Publié le 21/07/2020

L’impact de la pandémie et la probabilité que la demande des passagers ne revienne pas au niveau de 2019 avant 2023-2024 – au plus tôt – induisent des suppressions d’emplois par centaine de milliers dans la filière aéronautique. Le groupe Air France-KLM ne fait pas exception.

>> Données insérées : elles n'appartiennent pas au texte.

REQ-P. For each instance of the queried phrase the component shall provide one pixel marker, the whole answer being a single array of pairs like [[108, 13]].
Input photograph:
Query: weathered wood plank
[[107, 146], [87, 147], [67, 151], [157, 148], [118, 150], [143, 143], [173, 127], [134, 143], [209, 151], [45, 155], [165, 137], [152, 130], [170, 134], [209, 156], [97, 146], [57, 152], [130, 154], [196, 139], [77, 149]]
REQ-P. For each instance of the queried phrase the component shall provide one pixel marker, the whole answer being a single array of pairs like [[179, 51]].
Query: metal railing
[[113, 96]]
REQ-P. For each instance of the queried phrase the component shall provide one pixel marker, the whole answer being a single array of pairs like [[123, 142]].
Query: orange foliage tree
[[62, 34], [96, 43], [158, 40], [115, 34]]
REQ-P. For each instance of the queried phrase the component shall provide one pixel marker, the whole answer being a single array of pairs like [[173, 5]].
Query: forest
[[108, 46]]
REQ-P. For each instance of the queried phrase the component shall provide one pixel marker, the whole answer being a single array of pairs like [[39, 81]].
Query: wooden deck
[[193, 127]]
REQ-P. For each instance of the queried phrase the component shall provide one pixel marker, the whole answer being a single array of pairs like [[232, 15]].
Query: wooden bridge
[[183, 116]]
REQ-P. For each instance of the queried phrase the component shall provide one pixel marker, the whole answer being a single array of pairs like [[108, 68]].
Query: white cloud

Lors du CSE du 3 juillet, la direction a dévoilé ses orientations stratégiques : un septième PSE au sol (en onze ans) et deux ruptures conventionnelles collectives (RCC) pour les personnels navigants. Total : 6 500 suppressions d’emplois.
« Les 7 milliards d’euros accordés à Air France obligent la direction à assumer ses responsabilités sociales », martèle Christophe Dewatine, secrétaire général de la CFDT-Air France. La CFDT a demandé l’ouverture de négociations pour que le dispositif d’activité partielle de longue durée (APLD) puisse permettre de s’adapter aux évolutions du marché, ce que la période très incertaine ne permet pas de mesurer finement. Il s’agit pour le groupe Air France-KLM de tenir pendant ces deux ou trois prochaines années et de préparer la reprise. La CFDT considère que le plan proposé aujourd’hui ne répond que très partiellement à cet objectif.

Ne pas abandonner trop de liaisons à la concurrence

« L’un des principaux reproches au plan présenté le 3 juillet est de se focaliser sur le réseau domestique, structurellement déficitaire, en faisant l’impasse sur les activités moyen-courrier et long-courrier, poursuit Christophe Dewatine. Cette attrition du marché domestique laisse le champ libre à nos concurrents low-cost, qui se précipitent sur les liaisons que nous abandonnons et s’installent durablement sur les liaisons province-Europe au départ des grandes métropoles régionales. » Pour la CFDT, ces liaisons sont structurantes sur le marché du moyen-courrier, et Air France devrait s’en emparer au lieu de laisser le territoire en jachère. La négociation s’annonce difficile et dans un délai très serré puisqu’elle vient de débuter pour un vote en comité social et économique à la fin de ce mois.